Supervisor Kathy Long, whose district includes Lockwood Valley, said she has directed the county’s health officer, environmental health director and planning division to conduct a full inquiry on problems reported at the mine. She said conversations with residents and film footage she viewed of dust clouds enveloping the community suggest that the county’s enforcement efforts to date have been lacking.

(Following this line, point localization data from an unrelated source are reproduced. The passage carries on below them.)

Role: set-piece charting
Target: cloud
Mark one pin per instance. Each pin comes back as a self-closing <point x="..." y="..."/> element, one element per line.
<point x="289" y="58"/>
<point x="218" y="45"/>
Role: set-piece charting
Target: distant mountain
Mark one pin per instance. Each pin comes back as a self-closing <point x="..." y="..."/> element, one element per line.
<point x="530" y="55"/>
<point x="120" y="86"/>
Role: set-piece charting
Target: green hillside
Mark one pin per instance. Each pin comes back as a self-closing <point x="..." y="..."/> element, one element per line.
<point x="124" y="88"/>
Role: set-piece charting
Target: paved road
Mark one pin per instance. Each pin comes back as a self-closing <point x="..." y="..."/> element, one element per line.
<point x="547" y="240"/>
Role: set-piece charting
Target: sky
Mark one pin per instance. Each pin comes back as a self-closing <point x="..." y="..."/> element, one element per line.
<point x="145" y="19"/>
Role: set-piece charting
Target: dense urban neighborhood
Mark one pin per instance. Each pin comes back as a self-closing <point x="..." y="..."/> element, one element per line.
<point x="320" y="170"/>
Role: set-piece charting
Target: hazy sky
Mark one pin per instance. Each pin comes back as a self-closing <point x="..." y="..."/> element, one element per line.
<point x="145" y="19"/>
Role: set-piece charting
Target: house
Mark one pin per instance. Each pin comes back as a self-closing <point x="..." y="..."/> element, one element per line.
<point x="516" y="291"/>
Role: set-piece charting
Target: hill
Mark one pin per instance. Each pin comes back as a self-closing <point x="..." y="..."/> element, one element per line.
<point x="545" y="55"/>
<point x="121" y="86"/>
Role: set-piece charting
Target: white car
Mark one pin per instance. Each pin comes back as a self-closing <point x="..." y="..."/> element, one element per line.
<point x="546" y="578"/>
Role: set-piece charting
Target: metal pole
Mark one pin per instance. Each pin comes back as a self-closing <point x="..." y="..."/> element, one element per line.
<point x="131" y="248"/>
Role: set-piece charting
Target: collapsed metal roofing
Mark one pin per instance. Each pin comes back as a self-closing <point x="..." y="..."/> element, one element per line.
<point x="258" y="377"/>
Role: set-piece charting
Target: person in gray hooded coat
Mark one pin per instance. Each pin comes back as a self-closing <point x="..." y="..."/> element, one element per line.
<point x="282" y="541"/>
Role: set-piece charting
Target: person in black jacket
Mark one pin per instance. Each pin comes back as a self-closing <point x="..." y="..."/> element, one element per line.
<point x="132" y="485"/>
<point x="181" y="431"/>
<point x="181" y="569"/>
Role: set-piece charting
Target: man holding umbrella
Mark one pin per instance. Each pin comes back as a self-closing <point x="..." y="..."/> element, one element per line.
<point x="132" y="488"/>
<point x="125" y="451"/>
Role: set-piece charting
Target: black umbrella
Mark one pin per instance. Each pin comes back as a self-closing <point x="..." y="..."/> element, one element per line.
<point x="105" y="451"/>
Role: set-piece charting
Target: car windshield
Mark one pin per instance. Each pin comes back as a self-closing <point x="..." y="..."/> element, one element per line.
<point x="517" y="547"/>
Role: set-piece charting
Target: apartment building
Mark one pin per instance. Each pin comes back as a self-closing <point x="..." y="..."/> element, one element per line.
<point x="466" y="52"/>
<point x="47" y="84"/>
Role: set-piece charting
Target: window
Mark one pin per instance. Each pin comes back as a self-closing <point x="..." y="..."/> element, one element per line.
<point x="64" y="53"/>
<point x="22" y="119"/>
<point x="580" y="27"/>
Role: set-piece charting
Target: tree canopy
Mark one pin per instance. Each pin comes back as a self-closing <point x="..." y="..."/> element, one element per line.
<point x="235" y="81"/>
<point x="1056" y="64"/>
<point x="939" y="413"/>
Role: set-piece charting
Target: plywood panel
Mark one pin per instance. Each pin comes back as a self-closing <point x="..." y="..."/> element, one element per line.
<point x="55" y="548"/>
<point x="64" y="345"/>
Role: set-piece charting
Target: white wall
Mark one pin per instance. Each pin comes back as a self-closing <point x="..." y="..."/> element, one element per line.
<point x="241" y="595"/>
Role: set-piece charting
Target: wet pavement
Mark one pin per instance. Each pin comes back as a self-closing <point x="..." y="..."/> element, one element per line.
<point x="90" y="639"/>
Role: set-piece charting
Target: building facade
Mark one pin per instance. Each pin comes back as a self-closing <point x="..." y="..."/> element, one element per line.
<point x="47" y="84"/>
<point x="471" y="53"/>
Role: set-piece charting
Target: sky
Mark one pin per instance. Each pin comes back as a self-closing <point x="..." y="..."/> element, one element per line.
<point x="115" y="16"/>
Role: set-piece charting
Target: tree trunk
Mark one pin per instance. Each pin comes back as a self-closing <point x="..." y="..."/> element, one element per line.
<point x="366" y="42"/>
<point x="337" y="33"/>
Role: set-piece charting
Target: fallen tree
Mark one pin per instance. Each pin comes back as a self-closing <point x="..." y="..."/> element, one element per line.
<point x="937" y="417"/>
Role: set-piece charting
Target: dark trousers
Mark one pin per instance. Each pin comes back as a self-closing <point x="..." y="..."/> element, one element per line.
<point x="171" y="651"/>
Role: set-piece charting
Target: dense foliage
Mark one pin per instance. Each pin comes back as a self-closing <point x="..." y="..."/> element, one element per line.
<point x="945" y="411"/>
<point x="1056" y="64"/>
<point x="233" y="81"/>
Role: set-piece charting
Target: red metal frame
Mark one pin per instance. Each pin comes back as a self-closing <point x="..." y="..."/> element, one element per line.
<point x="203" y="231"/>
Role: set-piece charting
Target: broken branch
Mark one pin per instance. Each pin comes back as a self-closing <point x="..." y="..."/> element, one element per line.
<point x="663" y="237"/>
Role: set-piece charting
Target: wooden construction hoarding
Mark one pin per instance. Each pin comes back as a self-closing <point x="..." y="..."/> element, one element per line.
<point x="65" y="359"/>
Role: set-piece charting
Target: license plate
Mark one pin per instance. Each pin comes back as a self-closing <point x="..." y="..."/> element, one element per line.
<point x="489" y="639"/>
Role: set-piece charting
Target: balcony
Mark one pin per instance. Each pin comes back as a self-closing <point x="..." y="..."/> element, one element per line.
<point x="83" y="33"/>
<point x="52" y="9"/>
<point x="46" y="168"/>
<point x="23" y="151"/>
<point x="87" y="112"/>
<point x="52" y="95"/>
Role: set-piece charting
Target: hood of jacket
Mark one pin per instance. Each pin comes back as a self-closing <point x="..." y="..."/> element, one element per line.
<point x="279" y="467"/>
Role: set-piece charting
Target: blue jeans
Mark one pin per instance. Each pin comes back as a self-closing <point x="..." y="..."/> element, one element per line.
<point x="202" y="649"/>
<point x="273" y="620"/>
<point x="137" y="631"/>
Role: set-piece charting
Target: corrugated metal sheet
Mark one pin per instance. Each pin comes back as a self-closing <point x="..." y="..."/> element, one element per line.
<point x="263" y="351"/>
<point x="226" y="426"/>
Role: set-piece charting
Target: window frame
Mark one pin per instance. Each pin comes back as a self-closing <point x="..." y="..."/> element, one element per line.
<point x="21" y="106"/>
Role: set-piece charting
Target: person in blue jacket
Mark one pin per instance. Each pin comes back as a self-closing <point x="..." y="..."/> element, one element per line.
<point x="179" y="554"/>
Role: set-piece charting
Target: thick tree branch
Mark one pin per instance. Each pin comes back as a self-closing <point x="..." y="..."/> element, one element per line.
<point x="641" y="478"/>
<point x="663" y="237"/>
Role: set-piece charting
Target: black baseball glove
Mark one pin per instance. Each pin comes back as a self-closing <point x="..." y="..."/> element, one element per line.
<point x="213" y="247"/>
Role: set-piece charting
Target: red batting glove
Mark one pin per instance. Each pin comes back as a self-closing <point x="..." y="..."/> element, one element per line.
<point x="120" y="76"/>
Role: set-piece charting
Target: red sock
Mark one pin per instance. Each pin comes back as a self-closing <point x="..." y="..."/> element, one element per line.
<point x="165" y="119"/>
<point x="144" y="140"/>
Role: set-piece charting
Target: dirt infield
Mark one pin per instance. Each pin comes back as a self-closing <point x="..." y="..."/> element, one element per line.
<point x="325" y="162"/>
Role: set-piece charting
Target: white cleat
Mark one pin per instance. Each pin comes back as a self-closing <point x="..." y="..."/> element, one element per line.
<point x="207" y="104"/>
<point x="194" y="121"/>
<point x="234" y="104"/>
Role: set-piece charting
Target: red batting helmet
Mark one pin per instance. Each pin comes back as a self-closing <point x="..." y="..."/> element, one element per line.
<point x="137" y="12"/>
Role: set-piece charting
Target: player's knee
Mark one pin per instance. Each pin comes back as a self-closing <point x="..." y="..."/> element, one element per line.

“I can’t believe we have pictures of all the dust, horses losing hair on their back, people having sudden health conditions they never had before; it’s too much coincidence,” Long said. “We need a full sweep on this and look at everything going on at that plant. I question if the review has been as thorough as it needs to be. Frankly, I don’t know that their operation is following the guidelines of today’s environmental laws.”

But opponents of Pacific Custom Materials are skeptical. They question whether the county is willing to get tough with a company that contributes so much to the local economy. Pacific Custom Materials estimates its annual contribution to the region that includes Ventura County to be $6.5 million, which includes money spent on items ranging from payroll to uniforms for Lockwood Valley baseball teams to $37,000 in property taxes paid to the county this year.

“The county has always indicated those kinds of businesses that provide those basic building materials to the area are needed,” Richards said. “But that doesn’t give business the right to do something to threaten public health or cause nuisances.”